Book Review: Fish Tales by Nettie Jones

Of the many ways in which I unintentionally broadcast my lack of coolness to the world, the one we’ll talk about this week is my blind and rabid excitement upon reading or hearing phrases like ‘forgotten cult classic’. Surely nothing is cooler than a cool book that most people don’t know about, and so the desperately uncool try to acquire coolness by reading these cool books. What happens, then, when the cool book turns out to be rather dull, as is the case with Nettie Jones’s Fish Tales? Disappointment and inadequacy.

This would be a very short review unless I talk about what I thought the book would be about. The way it is presented in the literary press – amongst which Fish Tales was reintroduced last month to great fanfare – is as a scandalous, honest depiction of female sexual liberation and mental illness that was so ahead of its time that publishers and readers in the 1980s simply didn’t know how to handle it or its author. It is said to have a narrative voice so compelling that Toni Morrison herself was taken by it and was the only editor with the insight to bring Nettie Jones onboard.

Look: who am I to disagree with Toni Morrison and the literary establishment of 2025? I’ll leave the answer to that question blank but state the obvious implication, which is that I am probably wrong – but I do disagree. There’s a lot of sex in Fish Tales. There are a number of manic episodes and a character clearly struggling with powerful demons. And in so far as the main character is a married woman bankrolled by a husband that she marries on the rebound from her rejection by the teacher who groomed and sexually exploited her from the age of 12 in a life of experimentation with sexual partners, drugs and booze – all of which are depicted fairly explicitly – there is certainly a brand of reader who might find this scandalous, and another who might find it refreshingly liberating and authentic.

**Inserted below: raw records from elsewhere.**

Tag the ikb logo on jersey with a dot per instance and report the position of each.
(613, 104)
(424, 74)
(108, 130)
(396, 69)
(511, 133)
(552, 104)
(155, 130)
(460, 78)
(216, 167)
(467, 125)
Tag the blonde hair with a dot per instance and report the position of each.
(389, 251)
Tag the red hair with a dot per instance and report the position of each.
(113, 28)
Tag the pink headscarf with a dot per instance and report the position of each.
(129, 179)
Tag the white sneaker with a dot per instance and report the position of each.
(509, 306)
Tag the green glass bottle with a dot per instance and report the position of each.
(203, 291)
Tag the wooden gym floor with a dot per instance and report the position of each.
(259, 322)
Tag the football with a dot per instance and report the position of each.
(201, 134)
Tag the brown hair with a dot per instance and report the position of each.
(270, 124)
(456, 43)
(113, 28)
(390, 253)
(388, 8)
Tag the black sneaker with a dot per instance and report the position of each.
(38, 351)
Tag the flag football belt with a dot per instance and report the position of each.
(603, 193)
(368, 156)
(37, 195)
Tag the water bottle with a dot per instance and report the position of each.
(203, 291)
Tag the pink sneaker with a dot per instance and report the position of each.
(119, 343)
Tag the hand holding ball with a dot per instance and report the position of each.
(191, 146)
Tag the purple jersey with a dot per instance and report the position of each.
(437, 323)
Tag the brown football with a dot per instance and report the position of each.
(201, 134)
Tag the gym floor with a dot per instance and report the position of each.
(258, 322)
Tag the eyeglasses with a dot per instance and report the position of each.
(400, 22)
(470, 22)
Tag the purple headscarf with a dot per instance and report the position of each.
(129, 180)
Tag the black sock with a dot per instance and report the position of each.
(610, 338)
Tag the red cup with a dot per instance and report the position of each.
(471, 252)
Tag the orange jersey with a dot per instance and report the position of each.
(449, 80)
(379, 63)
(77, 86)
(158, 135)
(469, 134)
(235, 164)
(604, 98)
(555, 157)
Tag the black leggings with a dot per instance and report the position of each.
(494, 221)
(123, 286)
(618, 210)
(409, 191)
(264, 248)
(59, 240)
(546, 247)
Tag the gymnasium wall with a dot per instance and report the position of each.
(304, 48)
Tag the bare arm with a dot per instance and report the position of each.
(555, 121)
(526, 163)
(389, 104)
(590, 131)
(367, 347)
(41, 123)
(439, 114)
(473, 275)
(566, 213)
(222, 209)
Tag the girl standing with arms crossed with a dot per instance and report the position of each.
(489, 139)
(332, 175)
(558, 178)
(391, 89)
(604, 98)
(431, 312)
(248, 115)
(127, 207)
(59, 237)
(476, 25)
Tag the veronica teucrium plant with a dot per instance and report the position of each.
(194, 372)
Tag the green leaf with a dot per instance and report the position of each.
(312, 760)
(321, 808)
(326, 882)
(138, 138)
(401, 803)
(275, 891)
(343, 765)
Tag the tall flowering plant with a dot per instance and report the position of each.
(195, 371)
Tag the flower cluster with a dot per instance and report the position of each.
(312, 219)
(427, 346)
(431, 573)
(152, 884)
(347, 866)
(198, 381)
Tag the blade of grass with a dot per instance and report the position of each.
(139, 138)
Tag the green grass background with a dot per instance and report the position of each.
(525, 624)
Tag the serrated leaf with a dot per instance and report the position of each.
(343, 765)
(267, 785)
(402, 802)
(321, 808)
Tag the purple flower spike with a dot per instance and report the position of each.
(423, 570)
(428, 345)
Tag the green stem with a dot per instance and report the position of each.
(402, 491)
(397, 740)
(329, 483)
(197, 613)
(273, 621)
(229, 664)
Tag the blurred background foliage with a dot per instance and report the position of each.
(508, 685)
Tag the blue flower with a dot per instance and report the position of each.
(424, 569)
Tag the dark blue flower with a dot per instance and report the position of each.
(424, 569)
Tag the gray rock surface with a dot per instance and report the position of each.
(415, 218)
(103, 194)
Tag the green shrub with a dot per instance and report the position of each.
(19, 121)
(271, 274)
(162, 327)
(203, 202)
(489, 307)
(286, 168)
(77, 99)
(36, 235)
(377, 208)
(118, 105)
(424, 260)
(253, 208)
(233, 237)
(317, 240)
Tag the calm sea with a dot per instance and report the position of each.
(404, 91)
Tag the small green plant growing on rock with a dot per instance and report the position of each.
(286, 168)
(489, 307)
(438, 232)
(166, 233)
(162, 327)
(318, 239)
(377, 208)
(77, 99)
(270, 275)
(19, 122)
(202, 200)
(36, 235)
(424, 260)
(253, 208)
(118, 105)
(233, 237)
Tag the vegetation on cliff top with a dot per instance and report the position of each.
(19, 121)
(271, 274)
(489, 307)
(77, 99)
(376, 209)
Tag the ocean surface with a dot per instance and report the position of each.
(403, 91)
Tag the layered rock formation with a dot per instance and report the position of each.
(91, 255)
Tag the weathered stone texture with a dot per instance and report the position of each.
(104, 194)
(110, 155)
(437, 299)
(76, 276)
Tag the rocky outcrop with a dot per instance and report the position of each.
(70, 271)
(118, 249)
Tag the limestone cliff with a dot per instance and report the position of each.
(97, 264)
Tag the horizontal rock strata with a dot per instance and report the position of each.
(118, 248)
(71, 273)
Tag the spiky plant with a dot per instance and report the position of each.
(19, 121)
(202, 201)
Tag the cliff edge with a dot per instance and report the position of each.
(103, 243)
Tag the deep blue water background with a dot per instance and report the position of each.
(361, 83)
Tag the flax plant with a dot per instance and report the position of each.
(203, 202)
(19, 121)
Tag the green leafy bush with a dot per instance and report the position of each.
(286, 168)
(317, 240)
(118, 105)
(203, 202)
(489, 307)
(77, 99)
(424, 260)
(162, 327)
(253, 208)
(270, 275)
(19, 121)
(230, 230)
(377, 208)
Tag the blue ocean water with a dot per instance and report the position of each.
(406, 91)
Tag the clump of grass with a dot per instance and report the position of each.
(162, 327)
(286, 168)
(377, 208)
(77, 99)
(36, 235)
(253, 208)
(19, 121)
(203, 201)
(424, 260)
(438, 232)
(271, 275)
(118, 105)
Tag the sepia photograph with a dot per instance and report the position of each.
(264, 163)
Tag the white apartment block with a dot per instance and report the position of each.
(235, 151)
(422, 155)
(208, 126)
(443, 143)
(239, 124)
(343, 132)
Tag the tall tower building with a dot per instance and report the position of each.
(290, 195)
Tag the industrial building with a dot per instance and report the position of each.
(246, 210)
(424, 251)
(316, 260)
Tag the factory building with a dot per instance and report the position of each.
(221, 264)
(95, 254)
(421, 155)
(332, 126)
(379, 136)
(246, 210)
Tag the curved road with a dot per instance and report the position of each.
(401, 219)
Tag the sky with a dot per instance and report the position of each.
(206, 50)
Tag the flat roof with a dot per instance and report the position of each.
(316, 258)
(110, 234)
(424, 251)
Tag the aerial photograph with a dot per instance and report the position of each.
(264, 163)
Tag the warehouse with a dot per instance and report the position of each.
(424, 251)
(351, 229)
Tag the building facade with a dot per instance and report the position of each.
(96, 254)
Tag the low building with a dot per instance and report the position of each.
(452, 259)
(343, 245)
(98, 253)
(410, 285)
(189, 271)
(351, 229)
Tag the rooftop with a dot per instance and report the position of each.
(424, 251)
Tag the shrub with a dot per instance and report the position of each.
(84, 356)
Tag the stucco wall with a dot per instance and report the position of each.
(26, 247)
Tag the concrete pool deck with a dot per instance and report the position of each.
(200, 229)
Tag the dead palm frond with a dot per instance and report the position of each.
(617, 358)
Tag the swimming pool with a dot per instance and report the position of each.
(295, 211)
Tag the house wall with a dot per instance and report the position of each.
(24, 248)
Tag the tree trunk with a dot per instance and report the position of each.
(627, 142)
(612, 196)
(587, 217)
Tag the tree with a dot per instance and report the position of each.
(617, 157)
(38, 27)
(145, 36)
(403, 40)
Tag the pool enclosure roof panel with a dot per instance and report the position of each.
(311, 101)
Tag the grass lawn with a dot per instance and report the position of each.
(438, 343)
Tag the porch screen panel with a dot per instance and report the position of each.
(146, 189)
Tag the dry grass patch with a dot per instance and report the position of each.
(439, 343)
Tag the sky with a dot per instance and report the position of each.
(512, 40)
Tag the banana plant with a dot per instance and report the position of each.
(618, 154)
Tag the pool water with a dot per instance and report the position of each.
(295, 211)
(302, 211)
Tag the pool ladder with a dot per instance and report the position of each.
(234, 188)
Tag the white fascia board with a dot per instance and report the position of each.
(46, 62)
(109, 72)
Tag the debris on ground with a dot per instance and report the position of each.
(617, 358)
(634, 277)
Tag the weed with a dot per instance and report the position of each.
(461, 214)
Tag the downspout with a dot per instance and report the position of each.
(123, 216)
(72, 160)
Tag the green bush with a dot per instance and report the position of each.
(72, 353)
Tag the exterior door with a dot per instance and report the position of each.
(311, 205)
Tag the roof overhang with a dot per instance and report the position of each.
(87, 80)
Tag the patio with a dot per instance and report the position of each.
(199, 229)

Unfortunately, this reader falls into neither camp. The first half of the novel is made up of short chapters each focusing on a different sexual partner. The second half tells of the narrator’s longer-term devotion to a quadriplegic academic. Neither half is very interesting. Despite being entirely centred on a single character, Jones fails to make one really care about her, and given the lack of anything stylistically brilliant or even unexpected, the whole thing – despite being very short – drags.

Basically, the only reason I can think of for reading this book is that it might make you sound cool in conversation with someone who hasn’t read it themselves. Maybe that’s a good enough reason for you. Not for me.